Citi priced $106.5 million of hospital revenue bonds for Florida's Halifax Hospital Medical Center in two series. Bonds from the $70.9 million Series B-1 mature in 2038, yielding 5.62% with a 5.5% coupon. Bonds from the $35.6 million Series B-2 mature in 2031, yielding 5.53% with a 5.375% coupon. The bonds, which are callable at par in 2018, are insured by Financial Security Assurance Inc. The underlying credit is rated BBB-plus by Standard & Poor's and Fitch.

Merrill Lynch also priced $73.6 million of infrastructure sales surtax revenue bonds for Sarasota County, Fla. The bonds mature from 2010 through 2024, with yields ranging from 2.40% with a 3% coupon in 2010 to 4.57% with a 4.375% coupon in 2023. The bonds, which are callable at par in 2018, are rated Aa3 by Moody's and AA by Standard & Poor's and Fitch.

Citi priced $72.7 million of revenue bonds for Florida's Jacksonville Electric Authority in two series. Bonds from the larger $54.1 million series mature from 2009 through 2028, with yields ranging from 2.00% with a 3% coupon in 2009 to 4.90% with a 4.75% coupon in 2028. The bonds are callable at par in 2013, except those bonds maturing in 2014 and 2015, which are not callable. Bonds from the smaller $18.6 million series mature from 2009 through 2028, with yields ranging from 2.15% with a 3% coupon in 2009 to 4.99% with a 4.75% coupon in 2028. These bonds are callable at par in 2013. The bonds are rated Aa2 by Moody's and AA-minus by both Standard & Poor's and Fitch.

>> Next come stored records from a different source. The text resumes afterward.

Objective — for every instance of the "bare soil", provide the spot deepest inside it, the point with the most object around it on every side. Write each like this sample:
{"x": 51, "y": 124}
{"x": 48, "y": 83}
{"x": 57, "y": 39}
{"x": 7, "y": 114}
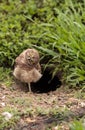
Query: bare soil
{"x": 42, "y": 111}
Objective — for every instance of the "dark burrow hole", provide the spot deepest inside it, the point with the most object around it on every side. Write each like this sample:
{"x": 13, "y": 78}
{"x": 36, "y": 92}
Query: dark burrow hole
{"x": 46, "y": 83}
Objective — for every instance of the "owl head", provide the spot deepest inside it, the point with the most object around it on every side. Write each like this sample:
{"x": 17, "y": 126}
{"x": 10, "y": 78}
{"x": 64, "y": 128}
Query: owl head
{"x": 32, "y": 57}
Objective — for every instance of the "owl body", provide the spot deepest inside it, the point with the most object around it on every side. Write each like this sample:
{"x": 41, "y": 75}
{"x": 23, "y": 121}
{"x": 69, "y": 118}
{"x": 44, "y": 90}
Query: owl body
{"x": 27, "y": 68}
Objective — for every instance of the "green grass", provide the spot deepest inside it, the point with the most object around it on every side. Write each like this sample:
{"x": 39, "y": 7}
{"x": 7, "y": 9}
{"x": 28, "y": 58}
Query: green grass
{"x": 77, "y": 125}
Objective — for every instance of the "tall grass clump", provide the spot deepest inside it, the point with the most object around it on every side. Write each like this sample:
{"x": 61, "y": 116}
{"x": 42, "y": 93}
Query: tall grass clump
{"x": 55, "y": 28}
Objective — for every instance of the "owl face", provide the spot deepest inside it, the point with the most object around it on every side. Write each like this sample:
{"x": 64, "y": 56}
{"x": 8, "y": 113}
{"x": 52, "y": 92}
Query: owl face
{"x": 32, "y": 57}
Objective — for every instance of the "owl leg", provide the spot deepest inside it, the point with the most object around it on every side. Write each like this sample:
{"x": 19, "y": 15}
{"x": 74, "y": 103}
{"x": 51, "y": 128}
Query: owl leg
{"x": 29, "y": 85}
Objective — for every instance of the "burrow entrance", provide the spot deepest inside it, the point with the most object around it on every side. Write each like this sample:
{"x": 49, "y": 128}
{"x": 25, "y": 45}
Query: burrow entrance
{"x": 46, "y": 83}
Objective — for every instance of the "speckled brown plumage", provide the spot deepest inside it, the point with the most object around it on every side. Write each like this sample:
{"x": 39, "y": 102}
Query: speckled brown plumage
{"x": 27, "y": 68}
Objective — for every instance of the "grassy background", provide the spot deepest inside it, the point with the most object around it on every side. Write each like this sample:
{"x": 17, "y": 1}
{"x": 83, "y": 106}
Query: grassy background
{"x": 55, "y": 28}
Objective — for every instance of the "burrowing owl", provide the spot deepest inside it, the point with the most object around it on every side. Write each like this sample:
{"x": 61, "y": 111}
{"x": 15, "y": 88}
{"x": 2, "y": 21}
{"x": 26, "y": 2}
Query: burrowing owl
{"x": 27, "y": 68}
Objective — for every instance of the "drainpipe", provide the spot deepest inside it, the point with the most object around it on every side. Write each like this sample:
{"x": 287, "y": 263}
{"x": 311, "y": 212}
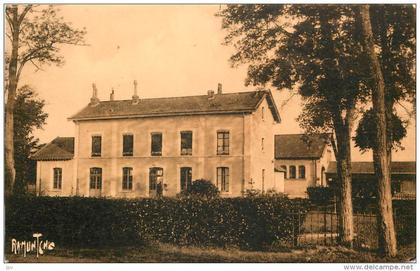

California's El Dorado Union High School District competitively sold $34 million of general obligation bonds to UBS Securities LLC with a TIC of 4.69%. The bonds mature from 2009 through 2033, with coupons ranging from 8% in 2009 to 4.75% in 2033. None of the bonds were formally re-offered. The bonds, which are callable at par in 2018, are insured by FSA.

Finally, Gloucester, Mass., competitively sold $33.1 million of bond anticipation notes to Banc of America Securities LLC with a net interest cost of 1.83%. The Bans mature in Sept. 2009, yielding 2.75%, priced at par. The notes are rated MIG-1 by Moody's.